When a marriage ends, it can leave one spouse in dire financial circumstances. To ease the financial blow, the court may award spousal support, also referred to as alimony.
Not all divorces require a spousal support order. However, there are many circumstances in which it is appropriate.
You are a stay-at-home parent
In many families, it makes sense for one spouse to leave the workforce and become a full-time parent so that the other can build his or her career. If you have been a stay-at-home parent for a long time, you may have difficulty reentering the workforce after your divorce. If you gain full custody of your children, a full-time job may be impossible. Spousal support can help you meet your basic needs and care for your children.
You need support during your transition
As you adjust to life after divorce, you may have new expenses, such as a longer commute to work. If you need help with short-term expenses during your transition, you may be able to receive bridge-the-gap alimony. This type of support has a two-year limit and ends if you remarry.

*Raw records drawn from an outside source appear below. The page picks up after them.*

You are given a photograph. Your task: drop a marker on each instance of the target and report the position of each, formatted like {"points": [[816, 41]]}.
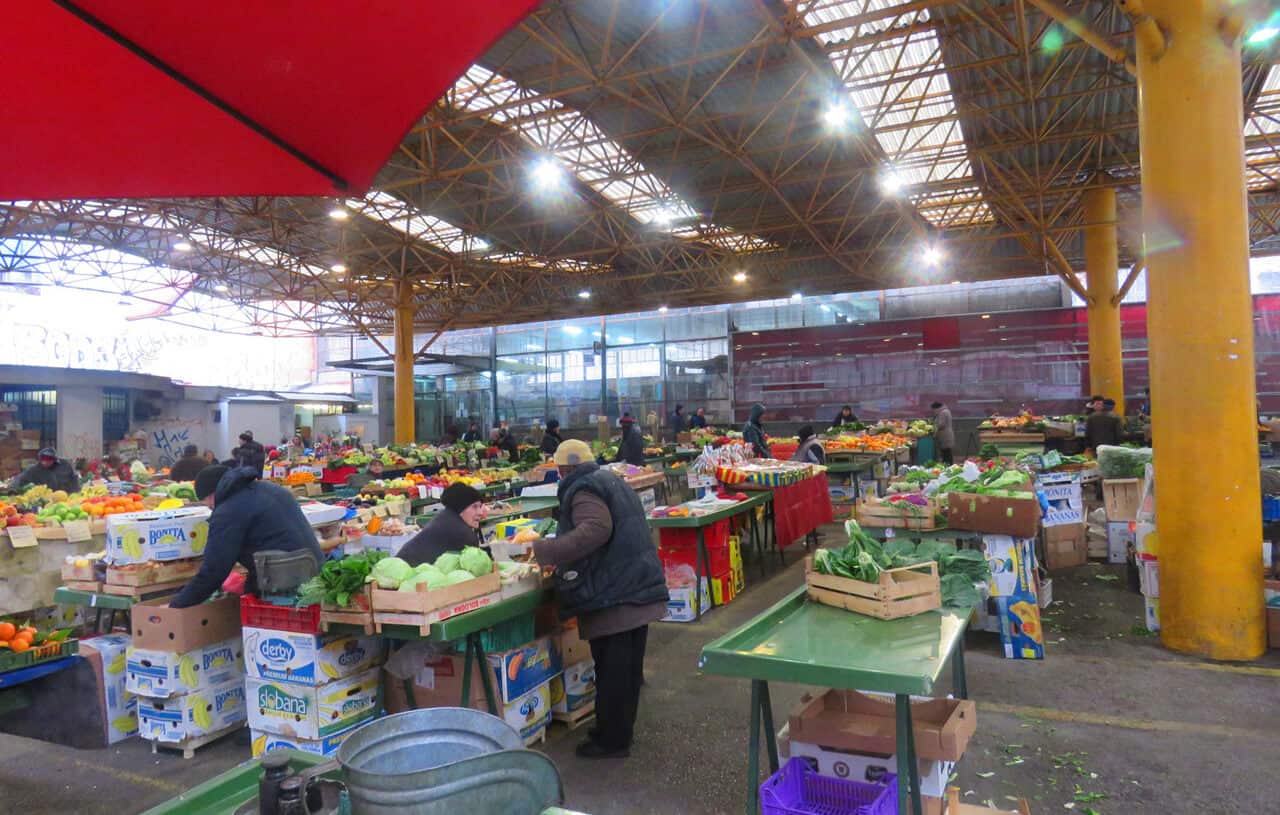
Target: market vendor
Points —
{"points": [[250, 516], [810, 451], [186, 467], [50, 471], [631, 447], [608, 576], [753, 431], [373, 471], [455, 526], [551, 438]]}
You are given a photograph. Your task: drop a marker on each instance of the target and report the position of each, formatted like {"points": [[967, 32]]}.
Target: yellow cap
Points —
{"points": [[574, 452]]}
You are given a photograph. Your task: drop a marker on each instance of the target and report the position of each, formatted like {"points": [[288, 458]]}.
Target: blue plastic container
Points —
{"points": [[800, 790]]}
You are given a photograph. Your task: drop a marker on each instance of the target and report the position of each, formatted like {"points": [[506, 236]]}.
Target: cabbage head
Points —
{"points": [[475, 561], [457, 576], [433, 578], [391, 572]]}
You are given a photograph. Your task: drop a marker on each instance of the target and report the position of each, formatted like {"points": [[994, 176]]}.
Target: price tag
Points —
{"points": [[22, 536], [77, 531]]}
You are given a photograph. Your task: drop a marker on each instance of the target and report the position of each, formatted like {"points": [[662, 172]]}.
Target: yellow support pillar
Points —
{"points": [[1200, 325], [403, 379], [1102, 268]]}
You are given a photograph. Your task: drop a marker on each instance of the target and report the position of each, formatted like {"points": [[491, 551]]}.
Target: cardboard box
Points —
{"points": [[1013, 564], [438, 683], [1065, 546], [192, 714], [853, 722], [305, 658], [314, 713], [261, 741], [520, 671], [106, 655], [574, 649], [1019, 517], [1120, 538], [530, 712], [575, 688], [168, 535], [169, 673], [156, 627]]}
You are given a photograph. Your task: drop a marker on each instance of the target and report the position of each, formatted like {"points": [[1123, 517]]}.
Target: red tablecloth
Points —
{"points": [[800, 508]]}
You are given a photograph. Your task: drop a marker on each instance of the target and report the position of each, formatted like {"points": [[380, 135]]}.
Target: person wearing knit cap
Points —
{"points": [[455, 526], [250, 516]]}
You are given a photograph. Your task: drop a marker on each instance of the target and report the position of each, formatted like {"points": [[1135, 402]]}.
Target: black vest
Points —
{"points": [[626, 571]]}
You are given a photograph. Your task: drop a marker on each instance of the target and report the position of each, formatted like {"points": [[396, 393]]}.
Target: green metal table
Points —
{"points": [[464, 627], [813, 644], [703, 564], [227, 792]]}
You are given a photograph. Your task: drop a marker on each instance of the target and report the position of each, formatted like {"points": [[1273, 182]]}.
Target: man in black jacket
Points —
{"points": [[250, 514], [607, 575]]}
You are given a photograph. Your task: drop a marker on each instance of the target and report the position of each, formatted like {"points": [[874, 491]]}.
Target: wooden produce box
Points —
{"points": [[900, 514], [904, 591], [854, 722], [1121, 498]]}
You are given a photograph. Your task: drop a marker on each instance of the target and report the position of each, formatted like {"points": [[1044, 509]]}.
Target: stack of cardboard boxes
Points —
{"points": [[309, 691], [186, 665]]}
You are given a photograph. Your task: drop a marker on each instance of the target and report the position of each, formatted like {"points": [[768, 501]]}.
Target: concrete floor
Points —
{"points": [[1107, 713]]}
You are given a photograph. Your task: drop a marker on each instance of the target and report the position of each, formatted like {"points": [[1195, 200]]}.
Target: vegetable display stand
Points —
{"points": [[900, 593]]}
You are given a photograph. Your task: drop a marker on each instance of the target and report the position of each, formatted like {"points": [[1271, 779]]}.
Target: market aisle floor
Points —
{"points": [[1107, 713]]}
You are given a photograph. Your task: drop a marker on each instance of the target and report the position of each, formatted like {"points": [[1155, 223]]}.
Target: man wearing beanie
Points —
{"points": [[250, 516], [608, 576], [455, 526]]}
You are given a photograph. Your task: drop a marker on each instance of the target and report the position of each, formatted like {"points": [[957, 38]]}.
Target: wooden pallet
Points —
{"points": [[575, 719], [188, 746]]}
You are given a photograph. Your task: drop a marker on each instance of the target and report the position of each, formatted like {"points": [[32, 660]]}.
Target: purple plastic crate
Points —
{"points": [[799, 790]]}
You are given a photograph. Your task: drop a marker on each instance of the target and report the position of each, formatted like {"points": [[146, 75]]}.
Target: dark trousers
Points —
{"points": [[618, 674]]}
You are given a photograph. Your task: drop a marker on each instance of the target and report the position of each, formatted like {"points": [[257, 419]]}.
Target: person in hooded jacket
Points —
{"points": [[753, 431], [607, 575], [551, 438], [250, 516], [453, 527], [810, 449], [631, 447]]}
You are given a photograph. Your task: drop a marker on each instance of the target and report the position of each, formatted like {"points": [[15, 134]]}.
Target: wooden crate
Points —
{"points": [[882, 513], [1121, 498], [900, 593]]}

You need time to complete an educational or career program
If you are taking courses to earn a degree or a professional credential, the court may award you rehabilitative alimony while you work toward financial independence.
To receive rehabilitative alimony, you must have a specific professional goal and a plan in place to achieve it, such as completing a certification program or earning a degree. If you drop out of the educational or training program, the court can terminate the arrangement.
If you are going through a divorce and you are concerned about your financial situation, you may be eligible to receive alimony to help with your transition.